CCing wikidata.
I don't think this is a good approach. We shouldn't be breaking API just because there is a new under-the-hood feature (wikibase). From the API client's perspective, it should work as before, plus there should be an extra flag notifying if the sitelink is stored in wikidata or locally. Sitelinks might be the first, but not the last change - e.g. categories, etc.
As for the implementation, it seems the hook approach might not satisfy all the usage scenarios:
* Given a set of pages (pageset), give all the sitelinks (possibly filtered with a set of wanted languages). Rendering page for the UI would use this approach with just one page. * langbacklinks - get a list of pages linking to a site. * filtering based on having/not having specific langlink for other modules. E.g. list all pages that have/don't have a link to a site X. * alllanglinks (not yet implemented, but might be to match corresponding allcategories, ...) - list all existing langlinks in the site.

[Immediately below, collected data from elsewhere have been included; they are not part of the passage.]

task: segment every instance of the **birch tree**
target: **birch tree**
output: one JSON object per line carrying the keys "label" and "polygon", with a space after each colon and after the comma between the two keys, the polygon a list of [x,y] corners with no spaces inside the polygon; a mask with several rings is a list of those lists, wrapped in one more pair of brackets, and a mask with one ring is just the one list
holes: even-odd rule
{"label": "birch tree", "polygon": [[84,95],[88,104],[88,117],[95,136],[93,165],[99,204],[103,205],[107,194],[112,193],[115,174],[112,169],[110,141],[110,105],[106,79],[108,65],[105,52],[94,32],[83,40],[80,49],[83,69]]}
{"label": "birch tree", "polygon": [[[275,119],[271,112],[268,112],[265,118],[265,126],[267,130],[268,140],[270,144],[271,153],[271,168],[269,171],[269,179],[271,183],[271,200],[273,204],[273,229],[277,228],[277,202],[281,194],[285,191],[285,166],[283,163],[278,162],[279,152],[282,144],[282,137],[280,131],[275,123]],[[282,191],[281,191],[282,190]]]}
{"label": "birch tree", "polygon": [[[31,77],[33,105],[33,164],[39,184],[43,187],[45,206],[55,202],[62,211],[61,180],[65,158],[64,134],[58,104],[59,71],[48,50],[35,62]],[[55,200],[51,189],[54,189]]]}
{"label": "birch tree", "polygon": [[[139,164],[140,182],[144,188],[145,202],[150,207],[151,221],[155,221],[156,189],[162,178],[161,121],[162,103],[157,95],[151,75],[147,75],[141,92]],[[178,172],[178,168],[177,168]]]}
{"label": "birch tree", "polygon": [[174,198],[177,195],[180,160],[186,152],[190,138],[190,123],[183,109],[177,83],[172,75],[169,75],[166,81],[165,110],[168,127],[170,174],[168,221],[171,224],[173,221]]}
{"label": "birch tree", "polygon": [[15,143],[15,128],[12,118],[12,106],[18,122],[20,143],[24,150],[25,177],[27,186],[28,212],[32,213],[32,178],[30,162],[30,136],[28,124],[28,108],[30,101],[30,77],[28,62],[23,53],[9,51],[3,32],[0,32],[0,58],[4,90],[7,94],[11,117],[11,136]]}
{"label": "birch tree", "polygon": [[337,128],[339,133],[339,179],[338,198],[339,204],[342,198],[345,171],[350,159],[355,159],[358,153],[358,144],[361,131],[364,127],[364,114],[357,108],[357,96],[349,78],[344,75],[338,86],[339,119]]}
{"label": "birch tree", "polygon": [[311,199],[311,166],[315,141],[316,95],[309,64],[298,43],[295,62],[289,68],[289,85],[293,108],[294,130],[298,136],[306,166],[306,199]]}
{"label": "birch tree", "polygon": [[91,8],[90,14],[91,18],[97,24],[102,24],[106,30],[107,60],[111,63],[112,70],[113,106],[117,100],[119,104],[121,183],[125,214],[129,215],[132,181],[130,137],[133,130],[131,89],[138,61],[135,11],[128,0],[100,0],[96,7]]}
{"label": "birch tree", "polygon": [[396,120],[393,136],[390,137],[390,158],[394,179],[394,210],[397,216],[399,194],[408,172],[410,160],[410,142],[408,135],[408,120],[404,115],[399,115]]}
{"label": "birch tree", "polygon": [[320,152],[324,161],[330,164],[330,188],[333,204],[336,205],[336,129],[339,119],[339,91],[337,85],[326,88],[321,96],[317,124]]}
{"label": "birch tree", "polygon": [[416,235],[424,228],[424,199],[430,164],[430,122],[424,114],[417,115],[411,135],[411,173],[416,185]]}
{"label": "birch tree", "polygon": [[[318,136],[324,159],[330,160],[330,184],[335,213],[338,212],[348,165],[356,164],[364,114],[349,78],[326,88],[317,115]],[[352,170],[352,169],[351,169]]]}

We could debate the need of some of these scenarios, but I feel that we shouldn't be breaking existing API.
On Thu, Apr 25, 2013 at 2:24 PM, Brad Jorsch bjorsch@wikimedia.org wrote:
Language links added by Wikidata are currently stored in the parser cache and in the langlinks table in the database, which means they work the same as in-page langlinks but also that the page must be reparsed if these wikidata langlinks change. The Wikidata team has proposed to remove the necessity for the page reparse, at the cost of changing the behavior of the API with regard to langlinks.

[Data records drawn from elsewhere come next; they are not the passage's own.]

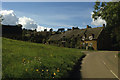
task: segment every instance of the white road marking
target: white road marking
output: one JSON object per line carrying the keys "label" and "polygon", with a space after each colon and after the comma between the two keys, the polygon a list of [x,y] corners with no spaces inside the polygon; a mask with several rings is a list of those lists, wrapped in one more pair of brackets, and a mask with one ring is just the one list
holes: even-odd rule
{"label": "white road marking", "polygon": [[[103,61],[103,64],[110,70],[110,68],[106,65],[106,63]],[[110,72],[117,78],[120,80],[120,78],[112,71],[110,70]]]}
{"label": "white road marking", "polygon": [[106,63],[103,61],[103,63],[106,65]]}
{"label": "white road marking", "polygon": [[112,70],[110,70],[110,72],[111,72],[116,78],[118,78],[118,79],[120,80],[120,78],[119,78]]}

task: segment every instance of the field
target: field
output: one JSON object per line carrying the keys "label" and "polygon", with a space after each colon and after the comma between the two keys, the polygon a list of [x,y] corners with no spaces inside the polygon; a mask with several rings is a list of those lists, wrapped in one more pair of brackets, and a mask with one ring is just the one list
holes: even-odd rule
{"label": "field", "polygon": [[2,39],[4,78],[68,78],[84,54],[79,49]]}

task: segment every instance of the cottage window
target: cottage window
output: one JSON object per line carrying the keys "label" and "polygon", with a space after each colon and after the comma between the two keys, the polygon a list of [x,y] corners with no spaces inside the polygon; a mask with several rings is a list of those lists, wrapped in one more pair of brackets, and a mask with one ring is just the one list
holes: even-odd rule
{"label": "cottage window", "polygon": [[83,46],[85,46],[85,43],[83,43]]}
{"label": "cottage window", "polygon": [[89,40],[92,40],[93,39],[93,36],[89,36]]}
{"label": "cottage window", "polygon": [[89,46],[92,47],[92,46],[93,46],[93,43],[90,43]]}
{"label": "cottage window", "polygon": [[88,43],[86,43],[85,46],[88,46]]}
{"label": "cottage window", "polygon": [[85,36],[82,37],[82,40],[83,40],[83,41],[85,40]]}

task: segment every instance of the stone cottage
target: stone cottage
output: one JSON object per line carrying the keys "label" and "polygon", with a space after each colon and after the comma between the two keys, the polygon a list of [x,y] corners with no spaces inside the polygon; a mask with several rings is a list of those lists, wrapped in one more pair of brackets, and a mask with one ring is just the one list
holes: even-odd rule
{"label": "stone cottage", "polygon": [[[65,31],[64,34],[55,34],[49,38],[49,44],[62,44],[63,47],[69,47],[66,45],[72,45],[71,48],[79,46],[80,48],[94,50],[109,50],[110,39],[109,35],[105,31],[105,26],[91,28],[89,25],[85,29],[71,29]],[[73,41],[71,43],[71,41]]]}

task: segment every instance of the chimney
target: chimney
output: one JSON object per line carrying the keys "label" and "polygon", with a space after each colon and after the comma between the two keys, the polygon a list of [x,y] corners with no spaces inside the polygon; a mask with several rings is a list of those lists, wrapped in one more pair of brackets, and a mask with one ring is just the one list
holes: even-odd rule
{"label": "chimney", "polygon": [[87,25],[87,29],[88,29],[88,28],[91,28],[91,27],[90,27],[89,25]]}
{"label": "chimney", "polygon": [[87,25],[87,28],[89,28],[89,25]]}

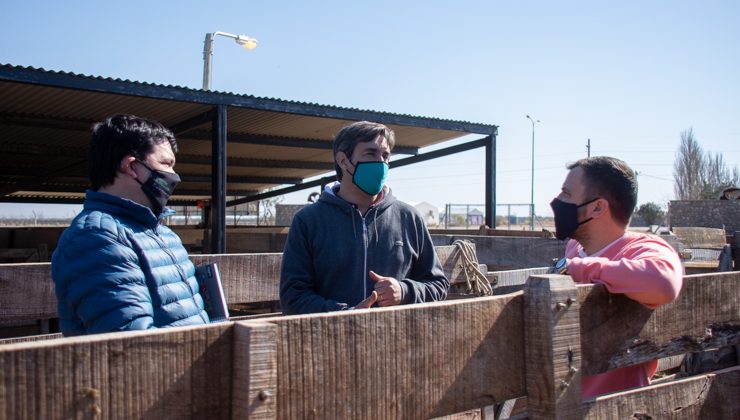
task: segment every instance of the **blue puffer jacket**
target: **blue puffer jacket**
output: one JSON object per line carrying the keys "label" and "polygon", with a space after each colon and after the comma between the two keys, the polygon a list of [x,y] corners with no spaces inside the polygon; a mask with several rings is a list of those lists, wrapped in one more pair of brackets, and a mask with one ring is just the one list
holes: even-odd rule
{"label": "blue puffer jacket", "polygon": [[208,323],[180,238],[130,200],[87,191],[51,271],[66,336]]}

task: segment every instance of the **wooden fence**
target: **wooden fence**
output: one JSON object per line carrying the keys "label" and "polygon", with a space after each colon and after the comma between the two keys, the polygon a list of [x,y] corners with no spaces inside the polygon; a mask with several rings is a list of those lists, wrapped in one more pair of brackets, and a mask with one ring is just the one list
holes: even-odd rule
{"label": "wooden fence", "polygon": [[[435,250],[447,277],[453,284],[460,285],[456,289],[464,291],[462,285],[466,278],[458,248],[437,246]],[[194,254],[190,259],[195,265],[218,263],[224,295],[230,305],[279,300],[282,253]],[[485,267],[481,269],[485,272]],[[527,273],[529,271],[525,270],[502,275],[507,279],[519,279],[521,285]],[[492,274],[491,278],[497,277]],[[0,326],[4,322],[36,322],[56,318],[56,305],[51,263],[0,264]]]}
{"label": "wooden fence", "polygon": [[581,400],[580,377],[740,343],[740,272],[649,310],[531,276],[512,294],[0,345],[0,418],[529,418],[740,413],[740,367]]}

Gerrit change 59997[1] (still in review) will make the following behavioral changes:
- action=parse will return only the in-page langlinks by default.
Inclusion of Wikidata langlinks may be requested using a new parameter.
- list=allpages with apfilterlanglinks will only consider in-page
langlinks.
- list=langbacklinks will only consider in-page langlinks.
- prop=langlinks will only list in-page langlinks.
Gerrit change 60034[2] (still in review) will make the following behavioral changes:
- prop=langlinks will have a new parameter to request inclusion of the
Wikidata langlinks in the result.
A future change, not coded yet, will allow for Wikidata to flag its langlinks in various ways. For example, it could indicate which of the other-language articles are Featured Articles.
At this time, it seems likely that the first change will make it into 1.22wmf3.[3] The timing of the second and third changes are less certain.
-- Brad Jorsch Software Engineer Wikimedia Foundation
Mediawiki-api-announce mailing list Mediawiki-api-announce@lists.wikimedia.org https://lists.wikimedia.org/mailman/listinfo/mediawiki-api-announce
On 25.04.2013 21:43, Yuri Astrakhan wrote:
CCing wikidata.
I don't think this is a good approach. We shouldn't be breaking API just because there is a new under-the-hood feature (wikibase).
This is not a breaking change to the MediaWiki API at all. The hook did not exist before. Things not using the hook keep working exactly as before.
Only once Wikidata starts using the hook, the behavior of *Wikipedias* API changes (from including external links to not including them per default).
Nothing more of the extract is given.